Il recommença, comme l’autre soir, à nettoyer son logement, à y installer un désordre méthodique, à glisser un coussin sous le faux désarroi du fauteuil ; puis il força les feux, pour chauffer les pièces.

Mais il manquait d’impatience ; cette silencieuse promesse qu’il avait obtenue, que Mme  Chantelouve ne le laisserait plus pantelant, ce soir, le modérait ; maintenant que son incertitude avait pris fin, il ne vibrait plus avec cette acuité presque douloureuse que lui avait jusqu’alors suscitée l’attente enfiévrée de cette femme ; il s’engourdit à tisonner des braises dans l’âtre ; son esprit était encore rempli d’elle, mais elle s’y tenait immobile et muette ; tout au plus, lorsque sa pensée bougea, songea-t-il à la question de savoir comment il s’y prendrait pour ne pas se vautrer, le moment venu, d’une façon ignoble. Cette question qui l’avait tant préoccupé, l’avant-veille, le laissait encore gêné mais inerte. Il ne cherchait plus à la résoudre, s’en remettait au hasard, se disait qu’il était bien inutile de dresser des plans, puisque presque toujours les stratégies les mieux combinées avortent.
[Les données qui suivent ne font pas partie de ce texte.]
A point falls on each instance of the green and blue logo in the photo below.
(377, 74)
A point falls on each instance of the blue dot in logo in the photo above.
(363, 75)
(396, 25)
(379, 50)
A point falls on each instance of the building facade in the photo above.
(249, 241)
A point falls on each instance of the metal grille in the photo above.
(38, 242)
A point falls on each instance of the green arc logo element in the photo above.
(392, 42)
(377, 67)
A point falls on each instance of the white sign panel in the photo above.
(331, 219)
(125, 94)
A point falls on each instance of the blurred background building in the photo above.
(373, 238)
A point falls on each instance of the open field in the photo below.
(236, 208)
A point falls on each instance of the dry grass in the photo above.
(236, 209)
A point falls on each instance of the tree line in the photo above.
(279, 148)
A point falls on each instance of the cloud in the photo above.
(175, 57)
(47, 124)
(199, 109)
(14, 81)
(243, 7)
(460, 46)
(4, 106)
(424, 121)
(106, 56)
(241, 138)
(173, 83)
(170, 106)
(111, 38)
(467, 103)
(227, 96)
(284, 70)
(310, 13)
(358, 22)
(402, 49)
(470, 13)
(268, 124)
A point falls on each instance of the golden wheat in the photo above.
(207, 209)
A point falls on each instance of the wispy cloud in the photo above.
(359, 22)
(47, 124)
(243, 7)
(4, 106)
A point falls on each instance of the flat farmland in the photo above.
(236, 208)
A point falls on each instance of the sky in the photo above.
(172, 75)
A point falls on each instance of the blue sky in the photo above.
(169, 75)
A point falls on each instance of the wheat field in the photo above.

Puis il se révolta contre lui-même, s’accusa de veulerie, marcha pour secouer cette torpeur qu’il attribuait aux effluves brûlants du feu. Ah çà, est-ce qu’à force d’avoir attendu, ses souhaits étaient taris ou las ? mais non, car il aspirait au moment où il pourrait pétrir cette femme ! Il cru trouver l’explication de son peu d’entrain, dans l’inévitable souci d’une première empreinte. Ce ne sera vraiment exquis, ce soir, qu’après celle-là, se dit-il ; le côté grotesque ne sera plus ; la connaissance charnelle sera faite ; je pourrai reprendre Hyacinthe, sans avoir la sollicitude inavouée de ses formes, l’inquiétude de ma tenue, l’embarras de mes gestes. Je voudrais bien, finit-il par se dire, en être à cet instant-là !
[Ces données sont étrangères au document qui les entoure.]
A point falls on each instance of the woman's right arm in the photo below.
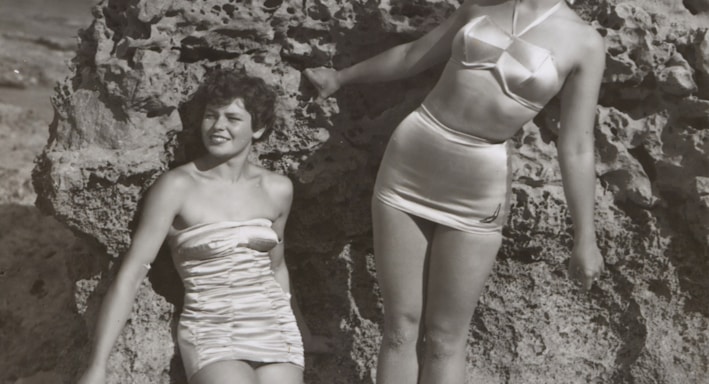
(162, 203)
(401, 61)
Le chat, assis sur la table, dressa tout à coup les oreilles, fixa de ses yeux noirs la porte et déguerpit ; la sonnette tinta ; Durtal s’en fut ouvrir.
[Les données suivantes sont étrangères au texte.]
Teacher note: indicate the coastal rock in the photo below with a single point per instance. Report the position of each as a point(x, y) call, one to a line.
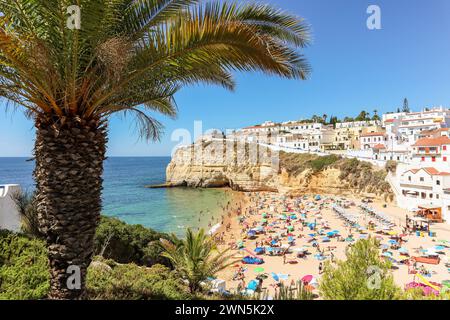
point(202, 166)
point(219, 164)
Son costume lui plut ; elle portait, sous les fourrures qu’il enleva, une robe prune si foncée qu’elle paraissait noire, une robe d’étoffe épaisse et souple qui la délinéait, serrait ses bras, fuselait sa taille, accentuait le ressaut des hanches, tendait sur le corset bombé.

— Vous êtes charmante, dit-il, en lui baisant passionnément les poignets ; et il se plut à accélérer avec ses lèvres le battement du pouls.

Elle ne soufflait mot, très agitée et un peu pâle.

Il s’assit en face d’elle ; elle le regardait de ses yeux mystérieux, mal éveillés. Lui se sentait repris tout entier ; il oubliait ses raisonnements et ses craintes, s’affolait à s’enfoncer dans l’eau de ses prunelles, à scruter le vague sourire de cette douloureuse bouche.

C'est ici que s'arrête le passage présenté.